Copy codeThe Code is as follows: public String reverse (char [] value ){
For (int I = (value. length-1)> 1; I> = 0; I --){
Char temp = value [I];
Value [I] = value [value. length-1-I];
Value [value. length-1-I] = temp;
}
Return new String (value );
}
Such code has no problems with algorithms. However, when viewing the StringBuffer source code today, we found that the source code of the reverse method is very subtle. The source code is as follows:
Copy codeThe Code is as follows: public AbstractStringBuilder reverse (){
Boolean hasSurrogate = false;
Int n = count-1;
For (int j = (n-1)> 1; j> = 0; -- j ){
Char temp = value [j];
Char temp2 = value [n-j];
If (! HasSurrogate ){
HasSurrogate = (temp> = Character. MIN_SURROGATE & temp <= Character. MAX_SURROGATE)
| (Temp2> = Character. MIN_SURROGATE & temp2 <= Character. MAX_SURROGATE );
}
Value [j] = temp2;
Value [n-j] = temp;
}
If (hasSurrogate ){
// Reverse back all valid surrogate pairs
For (int I = 0; I <count-1; I ++ ){
Char c2 = value [I];
If (Character. isLowSurrogate (c2 )){
Char c1 = value [I + 1];
If (Character. isHighSurrogate (c1 )){
Value [I ++] = c1;
Value [I] = c2;
}
}
}
}
Return this;
}
This method is defined in the parent class AbstractStringBuilder of StringBuffer, so the return value of this method is AbstractStringBuilder. The method called in the subclass is as follows:Copy codeThe Code is as follows: public synchronized StringBuffer reverse (){
Super. reverse ();
Return this;
}
From the content of the method, the basic idea in the source code is the same. It also traverses half of the string and exchanges each character with its corresponding character. However, the difference is that you must determine whether each Character is between Character. MIN_SURROGATE (\ ud800) and Character. MAX_SURROGATE (\ udfff. If this is found in the entire string, traverse the string from the beginning to the end again and determine whether value [I] meets Character. isLowSurrogate (). If yes, continue to judge whether value [I + 1] meets Character. isHighSurrogate (). If this condition is also met, the characters between the I-bit and the I + 1-bit are exchanged. Some may wonder why it is necessary to do so, because the characters in Java already use Unicode code, and each character can be placed with a Chinese character. Why?
A complete Unicode character is called CodePoint, while a Java char is called code unit. The String object stores Unicode characters in a UTF-16 and NEEDS 2 characters to represent the Chinese character of an oversized character set. This representation is called Surrogate. The first character is Surrogate High, and the second is Surrogate Low. Note the following:
Determine whether a char is a Character in the Surrogate area. Use the Character's isHighSurrogate ()/isLowSurrogate () method to determine whether it is a Character in the Surrogate area. Returns a complete Unicode CodePoint from two Surrogate High/Low characters using the Character. toCodePoint ()/codePointAt () method.
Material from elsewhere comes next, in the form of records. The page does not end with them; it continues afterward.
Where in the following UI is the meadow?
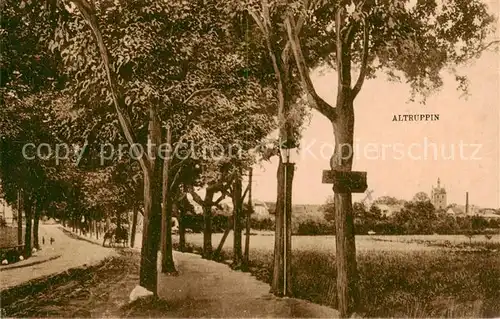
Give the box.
[173,233,500,318]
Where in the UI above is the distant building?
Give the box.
[431,178,446,209]
[0,198,17,225]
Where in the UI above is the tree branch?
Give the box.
[248,9,267,36]
[335,8,344,99]
[213,193,226,206]
[352,21,370,99]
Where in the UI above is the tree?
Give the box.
[283,0,493,316]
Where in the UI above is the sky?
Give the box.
[253,0,500,208]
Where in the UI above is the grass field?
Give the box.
[173,234,500,317]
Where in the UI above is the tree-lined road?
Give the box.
[0,225,116,290]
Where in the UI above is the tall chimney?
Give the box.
[465,192,469,215]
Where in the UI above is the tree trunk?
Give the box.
[202,203,212,259]
[243,168,253,269]
[330,99,359,316]
[17,191,23,246]
[178,200,189,252]
[139,161,161,295]
[23,198,33,258]
[162,192,177,273]
[214,218,233,259]
[33,203,41,250]
[271,160,294,296]
[130,207,138,248]
[232,174,243,269]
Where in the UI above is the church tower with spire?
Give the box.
[431,178,446,209]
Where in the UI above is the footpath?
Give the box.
[66,229,338,318]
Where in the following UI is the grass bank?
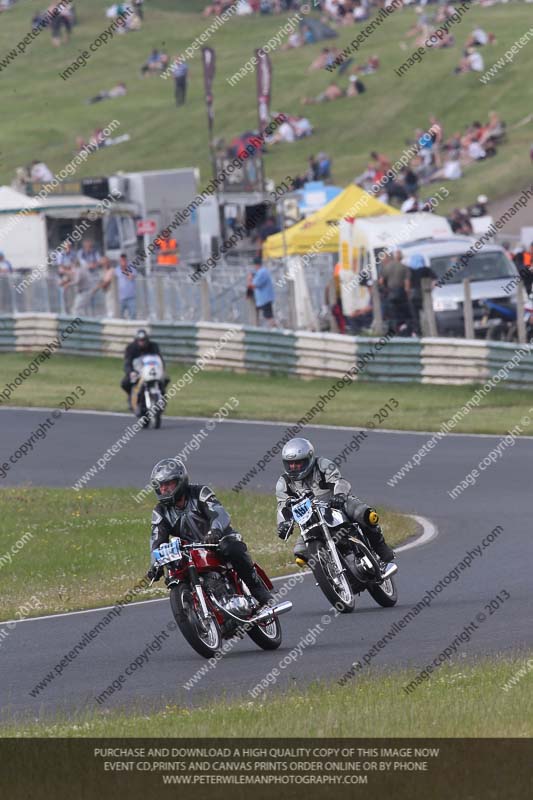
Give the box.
[0,655,533,739]
[0,353,531,434]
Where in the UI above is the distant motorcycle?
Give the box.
[154,539,292,658]
[130,355,165,428]
[474,300,517,342]
[291,494,398,613]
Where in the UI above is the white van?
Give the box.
[402,236,518,336]
[339,212,453,316]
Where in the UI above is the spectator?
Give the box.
[65,264,93,316]
[141,48,169,78]
[78,239,102,313]
[257,217,281,242]
[429,114,444,167]
[30,161,54,183]
[379,250,410,333]
[247,256,276,328]
[466,27,490,47]
[48,3,72,47]
[172,61,189,106]
[468,194,489,217]
[370,150,392,174]
[316,153,331,180]
[0,252,13,275]
[455,47,485,74]
[53,240,78,276]
[307,47,340,72]
[346,75,366,97]
[300,81,346,105]
[78,239,102,272]
[407,253,436,336]
[87,83,128,105]
[449,208,472,236]
[115,253,137,319]
[305,156,318,181]
[400,194,420,214]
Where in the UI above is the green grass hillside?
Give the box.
[0,0,533,209]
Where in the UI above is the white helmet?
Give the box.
[281,438,316,481]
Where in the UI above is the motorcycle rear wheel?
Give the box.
[170,584,222,658]
[368,578,398,608]
[307,539,355,614]
[247,617,282,650]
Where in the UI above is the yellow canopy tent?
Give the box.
[263,183,400,259]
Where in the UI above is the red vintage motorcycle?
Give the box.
[150,539,292,658]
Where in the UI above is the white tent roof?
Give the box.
[0,186,100,214]
[0,186,37,214]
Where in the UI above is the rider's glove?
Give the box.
[278,521,294,542]
[365,508,379,528]
[330,494,348,509]
[146,564,163,581]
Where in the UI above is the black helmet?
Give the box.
[150,458,189,505]
[281,439,315,481]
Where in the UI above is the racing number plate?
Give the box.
[292,497,313,525]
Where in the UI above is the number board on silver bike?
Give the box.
[292,497,313,525]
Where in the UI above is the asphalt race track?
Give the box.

A Code Point may require one or two char representation, so CharSequence cannot be used directly. the length () method returns the number of Chinese characters in a String. codePointCount ()/Character. codePointCount ().
To locate the nth Character in a String, N cannot be used as the offset directly. Instead, you must traverse the String header in sequence and use the String/Character. offsetByCodePoints () method.
Find the previous character from the current character of the String, and you cannot directly use offset -- to implement it. Instead, you must use String. codePointBefore ()/Character. codePointBefore (), or use String/Character. offsetByCodePoints ()
Find the next Character from the current Character, which cannot be directly implemented using offset ++. You need to determine the length of the current CodePoint before calculation, or use String/Character. offsetByCodePoints ().